On a observé une fréquence d'aggravation de l'insuffisance cardiaque chronique plus élevée lorsque le bisoprolol était utilisé lors du traitement initial de 6 mois. La non-infériorité entre le traitement initial par le bisoprolol et le traitement initial par l'énalapril n'a pas été prouvée dans l'analyse per-protocole, bien que les deux stratégies d'initiation du traitement de l'insuffisance cardiaque ont montré un taux similaire dans la fréquence du critère primaire composite des décès et hospitalisations à la fin de l'étude (32,4 % dans le groupe d'abord traité par le bisoprolol versus 33,1 % dans le groupe d'abord traité par l'énalapril, pour la population en per-protocole). L'étude montre que le bisoprolol peut aussi être utilisé chez les personnes âgées ayant une insuffisance cardiaque chronique dans ses formes faibles à modérées.

Le bisoprolol est également utilisé dans le traitement de l'hypertension artérielle et de l'angor.

Lors d'une administration aiguë chez les patients ayant une cardiopathie ischémique sans insuffisance cardiaque chronique, le bisoprolol diminue la fréquence cardiaque et le volume d'éjection systolique, et donc le débit cardiaque et la consommation d'oxygène. En administration chronique, les résistances périphériques, initialement élevées, diminuent.

5.2. Propriétés pharmacocinétiques  

Absorption

La biodisponibilité du bisoprolol est de 90 % environ après administration orale.

Distribution

Le volume de distribution est de 3,5 l/kg. La fixation du bisoprolol aux protéines plasmatiques est de 30 % environ.

Biotransformation et élimination

Le bisoprolol est éliminé par deux voies : 50 % sont transformés en métabolites inactifs dans le foie, puis excrétés par les reins. Les 50 % restants sont excrétés sous forme inchangée par voie rénale. La clairance totale est de 15 l/h environ. La demi-vie d’élimination plasmatique de 10 – 12 heures permet d’obtenir un effet durant 24 heures, après une seule prise quotidienne.

Linéarité

La cinétique du bisoprolol est linéaire et indépendante de l’âge.

Populations spéciales

Du fait de cette élimination équilibrée entre la voie rénale et la voie hépatique, il n’est pas nécessaire d’adapter la posologie chez les insuffisants hépatiques ou rénaux. La pharmacocinétique chez les patients présentant une insuffisance cardiaque chronique stable et des troubles de la fonction rénale ou hépatique n’a pas été étudiée. Chez les patients présentant une insuffisance cardiaque chronique (classe III de la NYHA), les taux plasmatiques de bisoprolol sont plus élevés, et la demi-vie est prolongée par rapport aux volontaires sains. La concentration plasmatique maximale à l’état d’équilibre est de 64 21 ng/ml pour une dose quotidienne de 10 mg et la demi-vie est de 17 5 heures.

5.3. Données de sécurité préclinique  

Les données précliniques ne révèlent aucun risque particulier pour les êtres humains, sur la base des études classiques de pharmacologie, toxicité à doses répétées, génotoxicité ou carcinogénicité.

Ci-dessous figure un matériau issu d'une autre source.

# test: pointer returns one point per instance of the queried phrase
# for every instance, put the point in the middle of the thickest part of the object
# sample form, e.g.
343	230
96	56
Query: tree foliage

Comme les autres bêta-bloquants, le bisoprolol a provoqué une toxicité maternelle (diminution de la prise alimentaire et perte de poids) et embryofœtale (fréquence accrue des avortements spontanés, poids de naissance réduit, retard de développement intra-utérin) à des doses élevées, mais il n'a pas entraîné d'effets tératogènes.

6. DONNEES PHARMACEUTIQUES  

6.1. Liste des excipients  

Cellulose microcristalline, silice colloïdale anhydre, carboxyméthylamidon sodique (type A), croscarmellose sodique, stéarate de magnésium.

6.2. Incompatibilités  

Sans objet.

6.3. Durée de conservation  

Plaquettes (PVC/PVDC/Alu) : 2 ans.

Plaquettes (PVC/PCTFE/Alu) : 30 mois.

6.4. Précautions particulières de conservation  

Plaquettes (PVC/PVDC/Aluminium) : à conserver à une température ne dépassant pas 25°C.

Plaquettes (PVC/PCTFE/Aluminium) : pas de précautions particulières de conservation.

6.5. Nature et contenu de l'emballage extérieur  

Boîtes de 28, 30, 50, 90 ou 100 comprimés sous plaquettes (PVC/PVDC/Aluminium ou PVC/PCTFE/Aluminium).

Toutes les présentations peuvent ne pas être commercialisées.

6.6. Précautions particulières d’élimination et de manipulation  

Pas d'exigences particulières.

7. TITULAIRE DE L’AUTORISATION DE MISE SUR LE MARCHE  

ARROW GENERIQUES

26 AVENUE TONY GARNIER

69007 LYON

8. NUMERO(S) D’AUTORISATION DE MISE SUR LE MARCHE  

·277 235-6 ou 34009 277 235 6 8 : 28 comprimés sous plaquettes (PVC/PVDC/Aluminium).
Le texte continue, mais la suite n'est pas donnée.